Entitas-entitas internasional sudah menekankan pada pentingnya perlawanan terhadap perubahan iklim, akhirnya banyak perjanjian-perjanjian internasional. Oleh karena itu para pembuat kebijakan seperti negara-negara dan organisasi pemerintahan internasional seperti World Meteorogical Organization (WMO) merasa perlu atas informasi yang up to date mengenai isu lingkungan seperti pemanasan global ini. Pada tahun 1988 United Environmental Programme (UNEP) mendirikan Intergovernmental Panel on Climate Change (IPCC) (Amalia, 1992).
Juga pada tahun yang sama atas proposal dari Malta. Majelis Umum Persatuan Bangsa-Bangsa (PBB) mengangkat isu tentang perubahan iklim untuk pertama kalinya dan mengadopsi resolusi no 43/53 mengenai "Perlindungan atas iklim dunia untuk generasi saat ini dan generasi yang akan datang" (Andrasko, 2007).

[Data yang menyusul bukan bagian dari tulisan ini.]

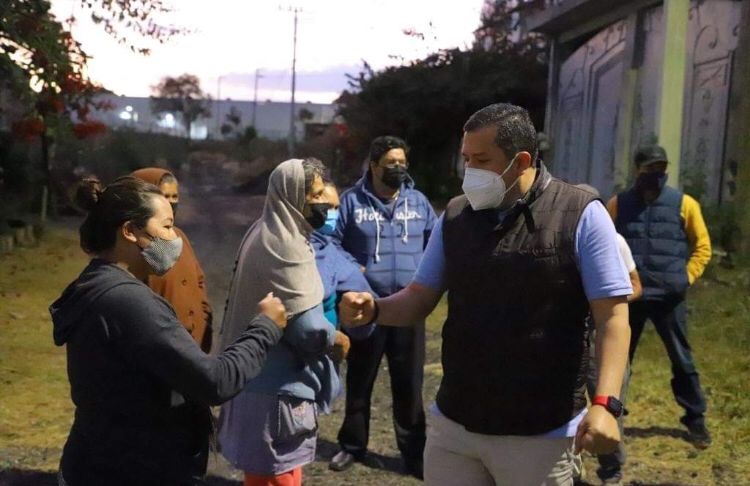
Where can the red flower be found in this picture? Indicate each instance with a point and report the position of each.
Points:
(83, 112)
(28, 128)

2 tahun setelahnya pokok permasalah yang diangkat IPCC, tepatnya pada tahun 1990 menegaskan bahwa permasalah perubahan iklim merupakan ancaman bagi seluruh umat manusia dan membutuhkan kerjasama dunia dalam menyelesaikan masalah ini. Akhirnya, masalah ini dibicarakan di dalam Ministrial Decleration of the Second World Climate Conference yang diselenggarakan di Jenewa pada bulan Oktober. Pada tahun yang sama dibentuklah negosiasi untuk membentuk konvensi kerangka kerja sama atas perubahan iklim.

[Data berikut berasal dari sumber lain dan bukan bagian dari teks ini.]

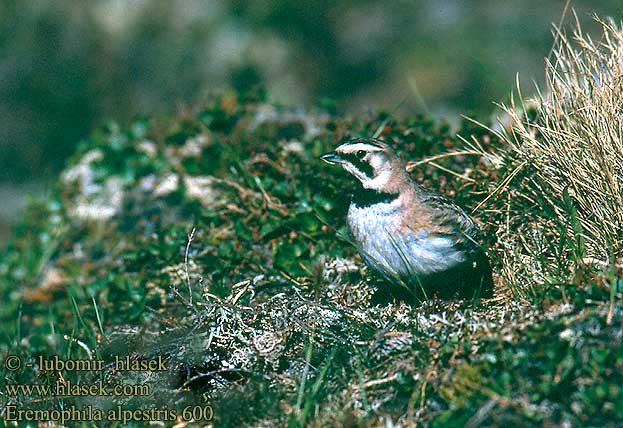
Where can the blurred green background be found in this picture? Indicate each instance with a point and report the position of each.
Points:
(68, 66)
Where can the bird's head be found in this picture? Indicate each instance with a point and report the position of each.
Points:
(371, 161)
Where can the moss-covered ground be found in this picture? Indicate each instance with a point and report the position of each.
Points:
(217, 241)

Negara-negara di dunia merasa perlu untuk menanggulangi permasalah tersebut, oleh karena itu pada Konferensi Tingkat Tinggi (KTT) Bumi tentang lingkungan dan Pembangunan di Rio de Janeiro, Brazil pada tahun 1992. Para pemimpin dunia telah sepakat untuk berbagi rencana besar terkait dengan upaya konservasi lingkungan bumi dan pada saat yang sama juga meningkatkan kesejahteraan umat manusia, termasuk diantarnya adalah kesepakatan terhadap dokumen mengenai Konvensi Kerangka PBB tentang Perubahan Iklim / United Nations Framework Convention on Climate Change. Itu merupakan latarbelakang dari kenapa para pemimpin dunia mengangkat isu tentang perubahan lingkungan dan langkah-langkah yang sudah dilakukan sebelum adanya Protokol Kyoto (Hakim, 2007).

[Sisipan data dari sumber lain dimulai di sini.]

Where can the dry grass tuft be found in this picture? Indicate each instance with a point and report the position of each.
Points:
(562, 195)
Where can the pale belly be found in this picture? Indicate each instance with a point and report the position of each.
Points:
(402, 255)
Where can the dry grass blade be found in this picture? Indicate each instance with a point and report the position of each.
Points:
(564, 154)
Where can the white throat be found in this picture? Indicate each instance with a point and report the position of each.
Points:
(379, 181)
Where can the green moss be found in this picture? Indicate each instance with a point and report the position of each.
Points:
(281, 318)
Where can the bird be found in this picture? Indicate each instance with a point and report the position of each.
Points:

Protocol Kyoto adalah sebuah perjanjian internasional yang terhubung kepada United Nations Framework Convention on Climate Change, yang merupakan komitmen bersama untuk menargetkan pengurangan gas emisi secara internasional. Dalam hal ini negara-negara maju secara prinsip mereka memiliki tanggung jawab karena menghasilkan tingkat efek rumah kaca yang tinggi, sebagai hasil dari lebih dari 150 tahun aktivitas produksi mereka dimulai sejak dari revolusi industri. Protokol Kyoto diadopsi di Kyoto, Jepang, pada tanggal 11 desember 1997.
Salah satu program yang dicanangkan oleh Protokol Kyoto adalah Clean Development Mechanism (CDM) (Hakim, 2007). Program ini diatur di dalam Pasal ke-12 dari protokol tersebut. Tujuannya adalah membantu negara-negara berkembang mencapai pembangunan berkelanjutan, atau di sini maksudnya adalah pembangunan ekonomi dan keadilan sosial dengan cara tidak mengorbankan lingkungan hanya untuk mengambil profit sebanyak-banyaknya (sustainable development).
Sedangkan, tujuan dari adanya program ini untuk negara-negara maju adalah menjaga komitmen mereka tentang pengurangan emisi. CDM merupakan implementasi gabungan dari negara pendonor (negara maju) dengan sebuah komitmen dan negara-negara host (negara berkembang). Kata lainnya, adalah negara maju harus membayar untuk proyek-proyek yang dikembangkan negara-negara berkembang.